This article is based on github.com/jamiebuilds… Warehouse source code for learning
I was doing some research on the build side recently, and I was looking at the Babel website and I came across this quote:
For an awesome tutorial on compilers, check out the-super-tiny-compiler, which also explains how Babel itself works on a high level.
For the sake of learning, I went to look at the source code of this repository. Here are some notes I learned. I hope you can understand how Babel works after reading
preface
The -super-tiny-Compiler is a super-small compiler with less than 200 lines of code, but it can learn the basic compile principle through this compiler, including Babel, which is also developed based on this principle. An example of the repository itself is compiling a set of Lisp-style function syntax into A C-style function syntax, for example:
LISP style | In c. | |
---|---|---|
2 + 2 | (add 2 2) | Add (2, 2) |
4-2 | (subtract 4 2) | substract(4, 2) |
2 plus 4 minus 2. | (add 2 (substract 4 2)) | add(2, (substract(4, 2))) |
This is probably what the Compiler needs to do this time around. It may not look syntactically complete, but it can also illustrate the main ideas of modern compilers.

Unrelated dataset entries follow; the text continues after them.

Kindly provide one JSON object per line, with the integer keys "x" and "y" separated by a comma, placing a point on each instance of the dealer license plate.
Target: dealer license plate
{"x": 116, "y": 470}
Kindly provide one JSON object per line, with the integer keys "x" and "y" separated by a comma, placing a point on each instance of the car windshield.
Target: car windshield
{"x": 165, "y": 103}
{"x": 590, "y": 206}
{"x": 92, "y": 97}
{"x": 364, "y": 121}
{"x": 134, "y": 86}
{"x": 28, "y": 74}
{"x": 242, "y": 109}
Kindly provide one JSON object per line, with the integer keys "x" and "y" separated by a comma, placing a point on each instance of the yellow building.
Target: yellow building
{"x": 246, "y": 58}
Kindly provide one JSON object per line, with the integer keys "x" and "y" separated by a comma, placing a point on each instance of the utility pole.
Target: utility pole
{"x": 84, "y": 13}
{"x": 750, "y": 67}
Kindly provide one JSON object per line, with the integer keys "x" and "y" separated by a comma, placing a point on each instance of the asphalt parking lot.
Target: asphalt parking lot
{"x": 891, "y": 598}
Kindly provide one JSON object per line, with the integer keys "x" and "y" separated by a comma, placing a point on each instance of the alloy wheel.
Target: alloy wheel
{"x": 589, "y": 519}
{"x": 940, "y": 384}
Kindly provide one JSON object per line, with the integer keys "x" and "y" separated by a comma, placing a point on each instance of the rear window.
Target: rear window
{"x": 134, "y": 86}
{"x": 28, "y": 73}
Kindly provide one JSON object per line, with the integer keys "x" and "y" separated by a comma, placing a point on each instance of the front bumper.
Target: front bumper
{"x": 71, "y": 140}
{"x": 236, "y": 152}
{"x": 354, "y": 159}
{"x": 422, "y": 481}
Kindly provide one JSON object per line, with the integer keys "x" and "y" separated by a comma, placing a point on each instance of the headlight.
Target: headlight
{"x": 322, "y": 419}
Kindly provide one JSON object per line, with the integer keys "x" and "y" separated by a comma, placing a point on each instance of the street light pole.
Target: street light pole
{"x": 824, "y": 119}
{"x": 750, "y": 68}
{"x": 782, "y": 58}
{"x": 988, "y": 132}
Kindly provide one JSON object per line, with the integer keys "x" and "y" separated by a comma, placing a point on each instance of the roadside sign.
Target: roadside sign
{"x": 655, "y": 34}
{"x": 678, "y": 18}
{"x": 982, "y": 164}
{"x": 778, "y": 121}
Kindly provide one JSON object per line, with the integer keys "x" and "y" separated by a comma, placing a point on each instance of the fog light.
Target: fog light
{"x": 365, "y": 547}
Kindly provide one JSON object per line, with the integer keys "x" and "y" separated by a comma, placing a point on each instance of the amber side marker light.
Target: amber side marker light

Most Compilers break the compilation process into three main processes: parse, Transform and code generate:
- Parse primarily transforms source code into a more abstract code representation
- Transform does whatever compiler expects with the above abstract expression
- Code generate Generates new code from the transformed code
Parse
Parse consists of two main steps: lexical analysis and syntax analysis.
- Lexical analysis divides source code into tokens based on expression. Tokens are a group of objects used to describe a single syntax, such as numbers, labels, punctuation, operators, etc
- Grammar analysis rearranges tokens generated by lexical analysis into a structure called Abstract Grammar Number (AST). AST is a nested tree structure that is easy to use and displays complete information.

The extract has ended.